PPPoEとは?
IPoEとの違い・遅い理由・フレッツ光の接続方式を解説
PPPoEとは
PPPoE(Point-to-Point Protocol over Ethernet)とは、従来から使われているインターネット接続方式で、主に IPv4インターネット接続で利用される方式 です。
フレッツ光や光コラボ回線では、以前はこのPPPoE接続が一般的でした。
インターネット接続時に、プロバイダから発行された接続IDとパスワードをルーターに設定する方式がPPPoE接続です。
PPPoE接続の仕組み
PPPoE接続では、インターネットへ接続する際に「網終端装置(NTE)」という設備を必ず通ります。

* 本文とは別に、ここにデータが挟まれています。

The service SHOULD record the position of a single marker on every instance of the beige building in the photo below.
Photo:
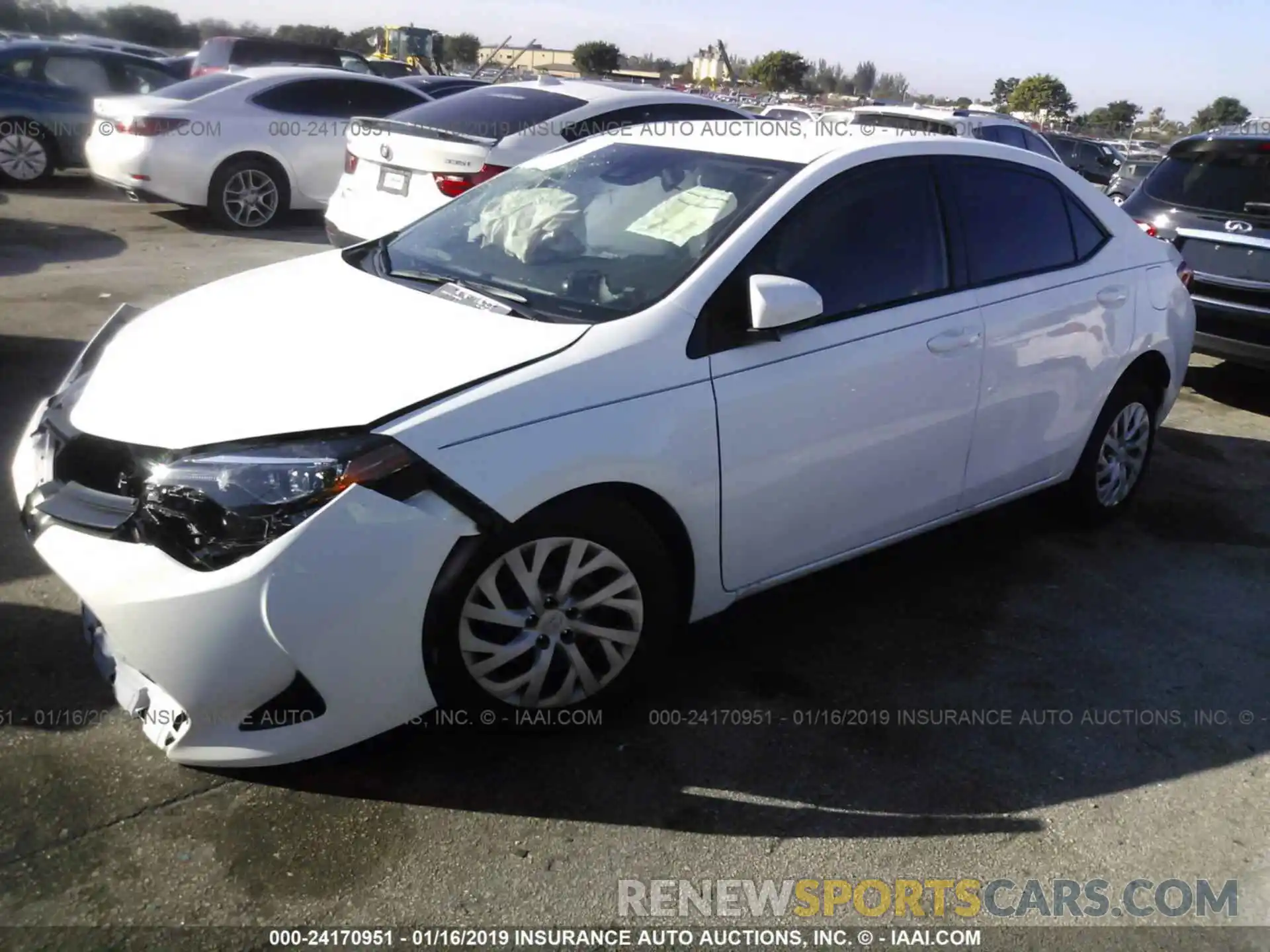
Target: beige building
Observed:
(709, 65)
(531, 58)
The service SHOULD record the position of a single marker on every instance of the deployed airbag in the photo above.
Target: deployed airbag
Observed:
(532, 225)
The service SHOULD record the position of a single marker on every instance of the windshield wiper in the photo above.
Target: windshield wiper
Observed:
(433, 278)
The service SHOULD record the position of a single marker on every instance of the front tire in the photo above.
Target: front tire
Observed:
(247, 193)
(26, 154)
(571, 607)
(1117, 455)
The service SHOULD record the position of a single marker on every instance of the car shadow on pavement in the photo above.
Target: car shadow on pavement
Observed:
(878, 691)
(26, 247)
(1235, 385)
(302, 226)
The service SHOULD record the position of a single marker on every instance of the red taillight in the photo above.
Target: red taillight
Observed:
(149, 126)
(454, 186)
(1185, 274)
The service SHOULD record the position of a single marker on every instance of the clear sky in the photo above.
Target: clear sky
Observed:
(1159, 52)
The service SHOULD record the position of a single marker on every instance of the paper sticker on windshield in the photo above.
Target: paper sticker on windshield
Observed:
(461, 295)
(685, 215)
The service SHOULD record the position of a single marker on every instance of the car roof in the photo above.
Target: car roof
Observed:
(298, 71)
(596, 91)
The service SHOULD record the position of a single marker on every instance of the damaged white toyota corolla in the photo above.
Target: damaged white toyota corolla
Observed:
(495, 460)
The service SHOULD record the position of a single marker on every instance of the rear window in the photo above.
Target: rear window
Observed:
(261, 52)
(1217, 175)
(492, 112)
(201, 85)
(910, 124)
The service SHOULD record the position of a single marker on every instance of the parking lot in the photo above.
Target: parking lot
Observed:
(1166, 612)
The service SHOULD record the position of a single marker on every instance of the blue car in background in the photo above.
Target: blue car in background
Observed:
(46, 100)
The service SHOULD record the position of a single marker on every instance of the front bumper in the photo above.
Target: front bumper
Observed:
(337, 603)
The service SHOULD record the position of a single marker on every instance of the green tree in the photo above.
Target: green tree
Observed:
(309, 33)
(1042, 95)
(780, 70)
(892, 85)
(1223, 111)
(597, 58)
(864, 79)
(1001, 92)
(462, 50)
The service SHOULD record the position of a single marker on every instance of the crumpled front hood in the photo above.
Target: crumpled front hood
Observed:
(308, 344)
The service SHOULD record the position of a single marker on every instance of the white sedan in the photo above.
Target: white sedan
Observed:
(247, 145)
(399, 169)
(610, 391)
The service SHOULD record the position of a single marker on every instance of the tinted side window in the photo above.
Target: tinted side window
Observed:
(1086, 230)
(1037, 143)
(138, 79)
(693, 112)
(17, 67)
(873, 237)
(1014, 221)
(81, 73)
(380, 99)
(1090, 155)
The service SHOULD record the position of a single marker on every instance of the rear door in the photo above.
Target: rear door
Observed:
(1058, 311)
(855, 427)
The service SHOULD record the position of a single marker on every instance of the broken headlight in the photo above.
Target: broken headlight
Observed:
(210, 509)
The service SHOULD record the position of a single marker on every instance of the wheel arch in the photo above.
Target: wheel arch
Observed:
(267, 158)
(1152, 368)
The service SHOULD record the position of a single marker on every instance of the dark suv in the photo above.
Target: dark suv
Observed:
(220, 54)
(1210, 197)
(1085, 157)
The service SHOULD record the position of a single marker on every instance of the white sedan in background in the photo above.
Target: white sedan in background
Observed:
(399, 169)
(613, 390)
(245, 145)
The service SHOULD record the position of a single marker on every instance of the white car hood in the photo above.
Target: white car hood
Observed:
(302, 346)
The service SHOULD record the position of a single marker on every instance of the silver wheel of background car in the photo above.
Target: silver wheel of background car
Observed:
(23, 158)
(1123, 455)
(552, 622)
(251, 198)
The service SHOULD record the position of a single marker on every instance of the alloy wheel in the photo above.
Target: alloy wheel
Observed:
(23, 158)
(1122, 455)
(552, 622)
(251, 198)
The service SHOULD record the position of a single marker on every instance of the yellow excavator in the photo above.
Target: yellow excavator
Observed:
(417, 48)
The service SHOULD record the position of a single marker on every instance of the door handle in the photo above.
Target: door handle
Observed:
(1113, 298)
(952, 340)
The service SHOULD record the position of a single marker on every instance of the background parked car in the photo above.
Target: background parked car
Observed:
(46, 100)
(419, 160)
(1128, 177)
(443, 87)
(117, 45)
(247, 145)
(1210, 197)
(1087, 158)
(224, 52)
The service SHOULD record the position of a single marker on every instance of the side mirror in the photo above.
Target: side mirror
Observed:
(777, 302)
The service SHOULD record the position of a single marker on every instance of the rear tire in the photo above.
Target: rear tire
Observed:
(1115, 459)
(560, 651)
(27, 154)
(248, 193)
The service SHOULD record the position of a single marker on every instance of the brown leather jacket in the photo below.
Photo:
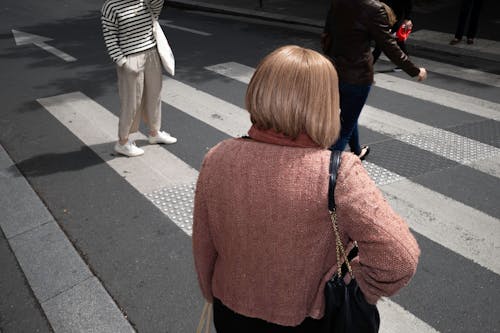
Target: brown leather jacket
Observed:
(350, 27)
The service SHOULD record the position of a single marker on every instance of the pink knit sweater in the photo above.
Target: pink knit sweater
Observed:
(262, 238)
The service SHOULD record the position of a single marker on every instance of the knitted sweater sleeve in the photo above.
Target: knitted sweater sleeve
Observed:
(388, 252)
(204, 250)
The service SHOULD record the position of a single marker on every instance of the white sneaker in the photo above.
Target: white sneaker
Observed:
(162, 137)
(128, 149)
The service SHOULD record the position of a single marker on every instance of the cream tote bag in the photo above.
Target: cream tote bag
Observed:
(164, 49)
(166, 54)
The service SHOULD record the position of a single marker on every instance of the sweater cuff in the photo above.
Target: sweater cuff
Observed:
(120, 62)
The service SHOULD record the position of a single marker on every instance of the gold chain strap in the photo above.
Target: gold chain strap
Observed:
(339, 248)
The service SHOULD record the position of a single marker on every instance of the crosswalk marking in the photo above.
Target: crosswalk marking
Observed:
(471, 241)
(468, 104)
(168, 23)
(440, 142)
(489, 49)
(96, 127)
(225, 117)
(156, 170)
(443, 97)
(468, 74)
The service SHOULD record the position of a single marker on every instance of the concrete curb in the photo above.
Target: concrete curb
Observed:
(418, 47)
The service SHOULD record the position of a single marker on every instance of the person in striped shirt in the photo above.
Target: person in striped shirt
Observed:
(128, 33)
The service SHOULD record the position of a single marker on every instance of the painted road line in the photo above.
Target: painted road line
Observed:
(53, 268)
(438, 141)
(97, 129)
(468, 104)
(460, 228)
(156, 170)
(447, 98)
(488, 232)
(395, 319)
(23, 38)
(225, 117)
(468, 74)
(234, 71)
(482, 48)
(173, 26)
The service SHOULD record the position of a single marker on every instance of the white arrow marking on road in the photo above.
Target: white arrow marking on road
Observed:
(173, 26)
(96, 127)
(23, 38)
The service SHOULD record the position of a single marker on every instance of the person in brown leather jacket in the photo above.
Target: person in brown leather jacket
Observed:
(350, 27)
(402, 9)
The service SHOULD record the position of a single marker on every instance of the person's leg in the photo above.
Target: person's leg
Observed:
(130, 88)
(152, 99)
(474, 19)
(352, 100)
(354, 140)
(376, 53)
(152, 90)
(462, 19)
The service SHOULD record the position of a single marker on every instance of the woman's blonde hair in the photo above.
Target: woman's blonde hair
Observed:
(390, 14)
(294, 90)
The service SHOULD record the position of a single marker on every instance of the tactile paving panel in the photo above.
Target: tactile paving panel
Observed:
(380, 175)
(487, 131)
(405, 159)
(177, 203)
(451, 146)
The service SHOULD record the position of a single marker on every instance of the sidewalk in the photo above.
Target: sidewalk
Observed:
(434, 22)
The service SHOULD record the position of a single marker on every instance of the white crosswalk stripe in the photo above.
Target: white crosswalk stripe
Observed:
(437, 141)
(468, 74)
(96, 127)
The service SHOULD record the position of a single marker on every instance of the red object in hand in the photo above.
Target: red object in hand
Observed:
(403, 33)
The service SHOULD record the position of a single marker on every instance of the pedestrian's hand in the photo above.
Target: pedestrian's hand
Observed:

パソコン → ルーター → 網終端装置 → プロバイダ → インターネット
この網終端装置に利用者が集中することで、回線が混雑します。
これが、夜になるとインターネットが遅くなる主な原因です。
なぜPPPoEは遅くなるのか
PPPoE接続が遅くなる理由は、網終端装置の混雑です。
特に以下の時間帯は遅くなりやすいです。
- 夜(20時〜24時)
- 休日
- 在宅勤務時間
- 動画配信時間帯
利用者が増えると、網終端装置がボトルネックになり、通信速度が低下します。
これを PPPoE渋滞 と呼ぶこともあります。
IPoEとの違い
現在の光回線では、PPPoEではなく IPoE接続 が主流になっています。
PPPoEとIPoEの違いは以下です。
| 項目 | PPPoE | IPoE |
|---|---|---|
| 接続方式 | 従来方式 | 新方式 |
| 使用IP | IPv4 | IPv6 |
| 網終端装置 | 通る | 通らない |
| 混雑 | する | しにくい |
| 夜の速度 | 遅い | 速い |
| 接続ID | 必要 | 不要 |
| 主なサービス | 従来プロバイダ | v6プラス等 |
簡単に言うと
- PPPoE = 遅くなりやすい
- IPoE = 遅くなりにくい
という違いがあります。
PPPoEとIPv6の関係
PPPoE接続は基本的に IPv4通信 で使用されます。
一方、現在主流の接続方式はIPv6 IPoE + IPv4 over IPv6という方式です。
これは
- IPv6回線で通信
- IPv4サイトも見られる
という仕組みです。
そのため現在は、PPPoE接続ではなく、IPoE接続(v6プラスなど)を利用するケースが増えています。
PPPoE接続のメリット
PPPoE接続にもメリットはあります。
- 固定IPが利用しやすい
- ポート開放ができる
- VPN接続がしやすい
- サーバー公開ができる
- 古い機器でも利用できる
特にサーバー運用・VPN・監視カメラ・リモートアクセスなどを行う場合はPPPoE接続が必要になることがあります。
PPPoE接続のデメリット
PPPoE接続のデメリット
- 夜になると遅くなる
- 利用者が多い地域は遅い
- 回線が混雑する
- 接続ID・パスワード設定が必要
- 切断されることがある
- 常時接続ではない
一般的なインターネット利用(動画、Zoom、Web閲覧など)では、IPoE接続の方が快適な場合が多いです。
PPPoEとIPoEは併用されることが多い
現在のフレッツ光では、以下のような構成が多いです。
通常のインターネット通信 → IPoE(IPv6)
VPN・固定IP・特定通信 → PPPoE(IPv4)
このように、PPPoEとIPoEを両方使う構成もよくあります。
これを PPPoE併用構成 と呼びます。
まとめ
PPPoEとは、従来から使われているIPv4インターネット接続方式で、網終端装置を経由するため混雑しやすいという特徴があります。
重要ポイントまとめ
- PPPoEは従来のインターネット接続方式
- IPv4接続で使用される
- 網終端装置を通るため混雑する
- 夜になると遅くなりやすい
- 固定IPやVPNでは今でも利用される
- 現在はIPoE接続が主流
- PPPoEとIPoEを併用する構成も多い
フレッツ光回線では、用途に応じてPPPoE接続とIPoE接続を使い分けることが重要です。